Yup, konsentrasilah pada goals atau tujuan kita. Bandingkanlah semuanya terhadap diri kita sendiri. Perubahan apa yang sudah kita lalui. Itu justru lebih tepat.
Melihat keberhasilan orang lain dan membandingkannya dengan pencapaian kita tentu sangat riskan menjadi pemicu kehilangan arah. Rencana-rencana kita menjadi berantakan. Apa yang terjadi? Kita menjadi emosi sendiri dan pada saat emosi membuat kita menyalahkan diri sendiri.
Maka itulah, hati-hati dengan subyektivitas perbandingan ini. Salah-salah, kita yang tidak berhasil.
Cara baiknya, jadikan melihat orang lain itu sebagai motivasi. Mari kita mulai segalanya dengan “Bismillah” — mereka bisa, kita pun bisa.
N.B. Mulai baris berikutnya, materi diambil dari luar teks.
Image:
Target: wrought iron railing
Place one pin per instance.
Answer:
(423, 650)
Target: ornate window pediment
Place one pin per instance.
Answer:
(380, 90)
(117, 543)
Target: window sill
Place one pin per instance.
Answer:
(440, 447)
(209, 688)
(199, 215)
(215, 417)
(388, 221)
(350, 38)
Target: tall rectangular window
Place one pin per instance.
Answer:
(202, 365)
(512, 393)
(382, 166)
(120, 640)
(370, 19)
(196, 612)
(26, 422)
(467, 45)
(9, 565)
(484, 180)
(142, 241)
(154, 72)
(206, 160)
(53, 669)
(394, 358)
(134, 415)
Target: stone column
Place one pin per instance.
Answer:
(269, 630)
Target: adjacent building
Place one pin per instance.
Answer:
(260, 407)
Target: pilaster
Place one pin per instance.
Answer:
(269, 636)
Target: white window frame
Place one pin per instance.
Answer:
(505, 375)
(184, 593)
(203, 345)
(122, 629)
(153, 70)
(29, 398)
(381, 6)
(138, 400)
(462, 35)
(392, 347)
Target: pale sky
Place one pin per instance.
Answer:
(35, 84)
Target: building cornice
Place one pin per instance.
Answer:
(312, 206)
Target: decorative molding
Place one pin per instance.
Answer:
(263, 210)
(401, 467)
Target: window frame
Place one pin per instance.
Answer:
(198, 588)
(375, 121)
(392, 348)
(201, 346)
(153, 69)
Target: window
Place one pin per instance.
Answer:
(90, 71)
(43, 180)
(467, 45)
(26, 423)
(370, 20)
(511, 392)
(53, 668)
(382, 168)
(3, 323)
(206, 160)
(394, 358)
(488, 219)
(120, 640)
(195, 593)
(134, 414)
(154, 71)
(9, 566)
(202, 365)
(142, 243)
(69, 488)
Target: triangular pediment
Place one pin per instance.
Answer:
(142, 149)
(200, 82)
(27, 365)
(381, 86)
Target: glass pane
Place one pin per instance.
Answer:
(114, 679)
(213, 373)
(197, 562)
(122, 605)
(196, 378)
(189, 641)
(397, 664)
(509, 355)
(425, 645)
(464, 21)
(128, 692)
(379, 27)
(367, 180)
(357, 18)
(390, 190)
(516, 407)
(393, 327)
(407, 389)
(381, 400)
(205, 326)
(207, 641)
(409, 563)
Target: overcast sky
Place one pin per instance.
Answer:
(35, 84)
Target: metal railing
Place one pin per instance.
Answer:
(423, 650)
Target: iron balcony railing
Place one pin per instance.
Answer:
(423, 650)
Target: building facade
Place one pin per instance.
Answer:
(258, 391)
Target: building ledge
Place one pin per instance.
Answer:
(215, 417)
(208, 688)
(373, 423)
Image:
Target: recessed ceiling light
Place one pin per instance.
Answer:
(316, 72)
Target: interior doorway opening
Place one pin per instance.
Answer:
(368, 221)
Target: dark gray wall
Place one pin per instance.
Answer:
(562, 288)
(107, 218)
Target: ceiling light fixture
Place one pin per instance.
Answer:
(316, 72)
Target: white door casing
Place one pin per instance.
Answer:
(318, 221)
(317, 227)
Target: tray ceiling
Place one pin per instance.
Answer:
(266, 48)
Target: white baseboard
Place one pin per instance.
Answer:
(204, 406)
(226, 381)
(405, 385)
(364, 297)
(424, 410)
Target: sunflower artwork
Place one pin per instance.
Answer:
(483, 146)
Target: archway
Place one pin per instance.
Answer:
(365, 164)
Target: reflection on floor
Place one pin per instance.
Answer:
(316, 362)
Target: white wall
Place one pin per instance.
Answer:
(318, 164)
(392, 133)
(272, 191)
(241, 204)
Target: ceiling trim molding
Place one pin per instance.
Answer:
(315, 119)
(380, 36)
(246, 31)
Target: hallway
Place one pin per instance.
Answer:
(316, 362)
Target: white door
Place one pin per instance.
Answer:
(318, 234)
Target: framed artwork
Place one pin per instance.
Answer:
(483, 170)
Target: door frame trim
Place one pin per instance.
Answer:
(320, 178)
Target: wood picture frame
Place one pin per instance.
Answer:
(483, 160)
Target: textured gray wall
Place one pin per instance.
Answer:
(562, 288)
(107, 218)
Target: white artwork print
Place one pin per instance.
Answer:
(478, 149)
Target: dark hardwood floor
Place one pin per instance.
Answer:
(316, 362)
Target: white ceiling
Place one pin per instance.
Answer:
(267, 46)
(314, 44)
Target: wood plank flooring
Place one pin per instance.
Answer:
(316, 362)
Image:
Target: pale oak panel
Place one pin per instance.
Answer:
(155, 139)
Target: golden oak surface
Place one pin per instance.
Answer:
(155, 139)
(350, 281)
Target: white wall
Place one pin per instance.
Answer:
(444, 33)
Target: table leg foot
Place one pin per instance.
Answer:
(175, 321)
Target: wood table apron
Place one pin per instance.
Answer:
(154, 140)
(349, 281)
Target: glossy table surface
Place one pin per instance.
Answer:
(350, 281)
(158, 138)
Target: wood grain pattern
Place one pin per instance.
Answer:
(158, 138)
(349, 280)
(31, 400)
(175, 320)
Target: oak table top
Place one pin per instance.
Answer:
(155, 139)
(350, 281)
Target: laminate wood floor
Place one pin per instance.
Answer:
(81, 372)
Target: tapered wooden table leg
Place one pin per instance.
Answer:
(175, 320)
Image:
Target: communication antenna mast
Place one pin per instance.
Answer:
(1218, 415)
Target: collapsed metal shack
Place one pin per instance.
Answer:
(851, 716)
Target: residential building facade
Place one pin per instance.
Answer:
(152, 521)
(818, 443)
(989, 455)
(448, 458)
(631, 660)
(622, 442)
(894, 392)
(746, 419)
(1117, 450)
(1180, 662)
Keempat, kita selalu mudah tergoda dan gampang menunda-nunda pekerjaan
Ketika kita sedang asyik melakukan sesuatu dan berharap bisa fokus, distraksi sering kali muncul. Apalagi jika distraksi itu merupakan hal-hal yang menyenangkan. Misalnya, saat kita mencoba benar-benar fokus, tiba-tiba notifikasi ponsel berbunyi.
Secara refleks, perhatian kita pun jadi teralih ke ponsel. Lalu, mulailah kita membaca berita-berita di media sosial dan sebagainya.
Tanpa sadar nih ya, kegiatan tersebut memakan waktu satu sampai dua jam. Padahal, dengan waktu satu jam itu saja sebenarnya kita bisa mengerjakan semua rencana tadi.
Misalnya lagi, ketika kita sudah mulai bersiap melakukan sesuatu, tiba-tiba teman menelepon dan mengajak pergi. Kita pun setuju. Akhirnya lagi, kita tinggalkan kewajiban tadi. Terus begitu dan begitu terus.
Bayangkan, jika setiap hari kita terganggu dengan hal-hal tersebut, bisa-bisa sebulan hingga dua atau tiga bulan, kita akan kehilangan motivasi untuk mendapatkan apa yang kita inginkan. Untuk itulah memang harus ada yang kita korbankan.
Jika selama ini terlalu asyik dengan kegiatan bermedia sosial, nonton, jalan-jalan, makan-makan, dan lain-lain. Maka, mulailah kita fokus mengerjakan rancangan impian kita.